But the real promise of networked TV is that it becomes more than just a turn-taker, and begins to participate more actively in the conversation.

Perhaps not quite as actively as that, but there are some amusing parallels between some of the proposals for future TV services and the TV-becoming-flesh in Cronenberg’s Videodrome.

For example, some of the most interesting social TV research I’ve found so far – namely the notube project has looked at ways of leveraging network technologies, linked data and Semantic Web strategies for enriching TV viewer’s experience.

Their ‘beancounter’ application uses a variety of sources including social network platforms, to aggregate data about what you’re watching and creates a detailed, machine readable profile of your habits. This profile can then be used to generate better recommendations, or even help to inform and improve your experience of viewing and discussing media. The really difficult bits of this problem – like trying to figure out what is actually being talked about are dealt with gracefully, using ‘good enough’ systems that evaluate multi-lingual natural language text strings and suggest concepts that they may refer to. Ontotext’s LUpedia service provides this entity recognition function for notube. {{2}}

But in a home, where the TV is in a shared space, does the TV learn from each member of the family separately? From listening to discussions at BT, I’ve learned that the ‘problem’ of knowing who is watching the TV, in order to recommend relevant and appropriate content is not going to be solved by having each watcher cumbersomely log in to the TV. Nor is it going to be entirely solved by logged-in or sensed 2nd screen companion devices (not everyone will have one). BT’s immediate strategy will apparently involve a more complex watershed, where what people watch at certain times of day will inform assumptions about who is watching, and what kinds of content to recommend. Communications companies just don’t have this level of access to monitoring our individual behaviours within the home, and there are probably serious privacy and consent implications that will be significant barriers to granting it to them.

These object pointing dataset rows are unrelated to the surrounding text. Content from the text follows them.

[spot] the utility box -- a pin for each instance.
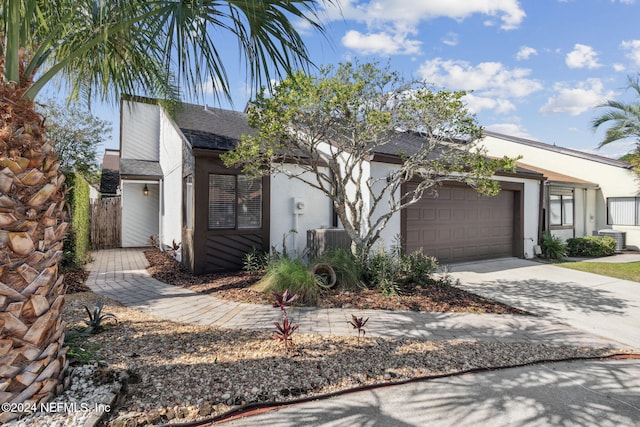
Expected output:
(619, 236)
(322, 239)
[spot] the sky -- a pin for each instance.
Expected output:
(536, 68)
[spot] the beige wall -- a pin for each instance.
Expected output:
(614, 181)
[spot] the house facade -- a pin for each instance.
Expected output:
(584, 194)
(175, 187)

And anyway, I’m more interested in what kind of device the TV becomes when it learns from our collective viewing habits, aggregate viewing behaviours and networked discussions. Does the networked TV begin to develop a compound user profile of it’s own? A unique combination of a household’s various proclivities? Is it like the family dog, which everyone interacts with individually and collectively, and is then seen as having a personality, to some extent nurtured through this process.{{3}}

This brings me back to the idea of the TV as a conversational participant. If it can develop a profile, and start to build a model of the various areas of interest and domains of knowledge that a user is interested in, can it participate in a conversation in a more complex way than turn-taking? One of the key ideas of conversation analysis is the notion of ‘repair‘, in which the contingent meanings of utterances between conversational partners are narrowed down and cross-checked for mutual comprehension through all kinds of gestural or verbal cues and repetitions.

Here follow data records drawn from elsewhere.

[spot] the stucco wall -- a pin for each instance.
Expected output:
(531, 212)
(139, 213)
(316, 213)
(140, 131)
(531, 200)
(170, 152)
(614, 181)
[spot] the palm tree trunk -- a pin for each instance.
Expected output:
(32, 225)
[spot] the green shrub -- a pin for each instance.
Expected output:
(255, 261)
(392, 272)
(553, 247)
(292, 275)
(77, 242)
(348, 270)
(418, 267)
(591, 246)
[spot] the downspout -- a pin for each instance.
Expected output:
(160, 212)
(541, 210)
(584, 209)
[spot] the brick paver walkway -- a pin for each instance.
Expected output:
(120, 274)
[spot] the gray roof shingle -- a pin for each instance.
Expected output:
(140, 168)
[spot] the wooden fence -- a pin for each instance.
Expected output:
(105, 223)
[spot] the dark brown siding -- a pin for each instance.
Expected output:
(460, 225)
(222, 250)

Can the TV begin to engage in this level of conversation? Can it’s profile of established interests be used as a source of recommendations that might clarify a misunderstanding of something that has just been said, for example, correcting the misidentification of an actor by people chatting about what they’re watching together on facebook{{4}}. Or could it relieve the co-watcher’s burden of responding to annoying whispered questions during films (‘why is she holding that chainsaw?’) by delving into more complex layers of in-programme dramaturgic medatada and providing some suggested explanations{{5}}.

Can the profiles of individual viewers and their shared TVs then be evaluated quantitatively for similarities over specific periods of time as a measure of the effectiveness of this kind of conversational grounding with various types of content and TV format?

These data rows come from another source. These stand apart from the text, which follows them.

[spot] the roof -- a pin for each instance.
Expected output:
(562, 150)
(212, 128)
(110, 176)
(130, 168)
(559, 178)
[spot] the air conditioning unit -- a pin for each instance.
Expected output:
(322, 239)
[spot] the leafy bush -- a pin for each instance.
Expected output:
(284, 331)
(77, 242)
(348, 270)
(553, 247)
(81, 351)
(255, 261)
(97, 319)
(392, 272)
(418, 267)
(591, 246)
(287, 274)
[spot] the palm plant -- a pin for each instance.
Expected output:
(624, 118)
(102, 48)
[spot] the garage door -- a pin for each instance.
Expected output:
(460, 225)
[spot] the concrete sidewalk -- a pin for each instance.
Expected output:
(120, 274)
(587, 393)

And at what point do we reach the threshold of complexity, fluency and multi-valency beyond which these kinds of interactions with your TV can be thought of as a conversation?

[[1]] Oehlberg, L., Ducheneaut, N., Thornton, J. D., Moore, R. J., & Nickell, E. (2006). Social TV : Designing for Distributed , Sociable Television Viewing. Theater. [[1]] [[2]] I think of this as graceful because it addresses a hugely complex set of contingencies in a simple and contingent way, by issuing a query to a good enough service via a standard API, that does something useful, and assumes that in the future, when there is more linked, semantically enriched data, and more advanced inference services available, the API can just be plugged into those. [[2]] [[3]] I’m aware that this idea that pets do not have Disney-like anthropomorphic personalities is not popular, especially with British people, and I’m not backing it up with anything other than my own supposition that this is the case, and that your animals would eat you in a second if they were hungry enough and you were incapable of defending yourself. [[3]] [[4]] In the lingo of conversation analysis this would be called ‘self-initiated self-repair’ [[4]] [[5]] Other-initiated self-repair [[5]]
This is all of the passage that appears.